Early disease-modifying treatments will probably slow, rather than reverse, neurodegeneration and so on-going treatment may be required to maintain this effect. Treatment might be lifelong and last several decades. However, there are currently no reliable and validated patient-related outcome instruments for the early stages of the disease. To ensure ongoing clinical and cost-effectiveness, explicit and early stopping criteria would be important, which will require a surrogate biomarker response (Fig. 2). However, no biomarker currently studied is known to be suitable for this purpose and current trials (except DIAN-TU [17]) use intermediary biomarker phenotypes such as PET-Amyloid to determine if a treatment is futile. Furthermore, since clinical trials assess this at a group level and not for individuals, one would only be able to derive a probability of a lack of long-term success for an individual in clinical practice. Therefore, there is currently no reliable way to decide whether an individual should stop or continue other than on the grounds of safety. Embedding this outcome into phase II and III trials would facilitate greater appropriate access to therapies by minimizing inappropriate, ineffective use, but the limited duration of these trials (up to two years) would be a challenge.

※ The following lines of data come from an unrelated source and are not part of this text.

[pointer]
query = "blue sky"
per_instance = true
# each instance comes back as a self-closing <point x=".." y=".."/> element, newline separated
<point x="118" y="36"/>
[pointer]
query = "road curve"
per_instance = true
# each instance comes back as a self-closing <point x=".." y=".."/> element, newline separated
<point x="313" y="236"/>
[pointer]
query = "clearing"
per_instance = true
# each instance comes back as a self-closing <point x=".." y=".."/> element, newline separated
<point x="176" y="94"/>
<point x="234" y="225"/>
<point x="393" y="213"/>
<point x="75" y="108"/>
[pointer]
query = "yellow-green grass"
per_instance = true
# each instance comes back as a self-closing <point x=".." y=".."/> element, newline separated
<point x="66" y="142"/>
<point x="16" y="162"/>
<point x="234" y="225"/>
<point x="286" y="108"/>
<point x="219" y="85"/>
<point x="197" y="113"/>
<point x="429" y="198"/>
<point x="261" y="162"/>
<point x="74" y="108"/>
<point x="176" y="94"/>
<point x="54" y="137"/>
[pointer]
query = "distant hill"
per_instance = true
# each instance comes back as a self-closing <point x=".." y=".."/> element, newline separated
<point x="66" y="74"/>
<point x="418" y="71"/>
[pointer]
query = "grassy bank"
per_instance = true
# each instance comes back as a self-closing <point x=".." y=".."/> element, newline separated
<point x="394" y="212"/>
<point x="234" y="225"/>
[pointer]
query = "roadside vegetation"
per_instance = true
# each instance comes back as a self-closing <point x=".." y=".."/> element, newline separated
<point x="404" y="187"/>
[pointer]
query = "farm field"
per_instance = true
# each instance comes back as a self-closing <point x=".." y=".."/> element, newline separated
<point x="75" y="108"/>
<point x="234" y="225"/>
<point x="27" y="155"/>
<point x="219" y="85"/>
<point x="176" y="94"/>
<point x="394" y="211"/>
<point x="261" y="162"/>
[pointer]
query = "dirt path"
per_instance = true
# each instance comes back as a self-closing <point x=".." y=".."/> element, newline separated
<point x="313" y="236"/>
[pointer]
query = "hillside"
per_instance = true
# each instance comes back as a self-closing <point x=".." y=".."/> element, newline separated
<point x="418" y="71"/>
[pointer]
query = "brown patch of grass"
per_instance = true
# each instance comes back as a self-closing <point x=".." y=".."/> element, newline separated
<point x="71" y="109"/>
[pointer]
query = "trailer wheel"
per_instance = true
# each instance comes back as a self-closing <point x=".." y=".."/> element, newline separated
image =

Accessing the vast amount of observational data being gathered through programmes like the European Medical Information Framework (EMIF) and Dementias Platform UK (DPUK) will give an indication of the expected rate of changes in sub-populations—though direct comparison of these data with randomised, controlled trial data would be problematic from a statistical perspective. Phase IV testing—as advocated below—would address some of these issues as would the use of readiness cohorts (e.g. EPAD) that can use run-in data from the same population as the trial to help guide expected placebo declines in the trial population.
The importance of phase IV testing
Substantial post-marketing research must be carried out before disease-modifying therapies are widely used and this should be co-produced by the public sector, charities, and industry alongside agreements on pricing and reimbursement that reflect optimum value for the NHS and patients. This would encompass accumulation of safety data as well as real world experience on mid- to long-term patient outcomes (including patient-related outcome measures), compliance, service impact, health economics, and longitudinal biomarker analysis to assist the establishment of a response biomarker. Generic phase IV protocols must be developed before these drugs are marketed so they can be safely and effectively introduced as widely as possible. This will involve close co-operation with bodies such as the National Institute for Health and Care Excellence (NICE), which approves the use of new treatments in the English and Welsh National Health Service and has major influence elsewhere. The establishment of better systems for gathering information from clinical practice would ease this phase IV testing if routinely collected electronic data contained phenotypic, clinical, and resource utilisation variables relevant to brain health in order to undertake large scale, standing phase IV work.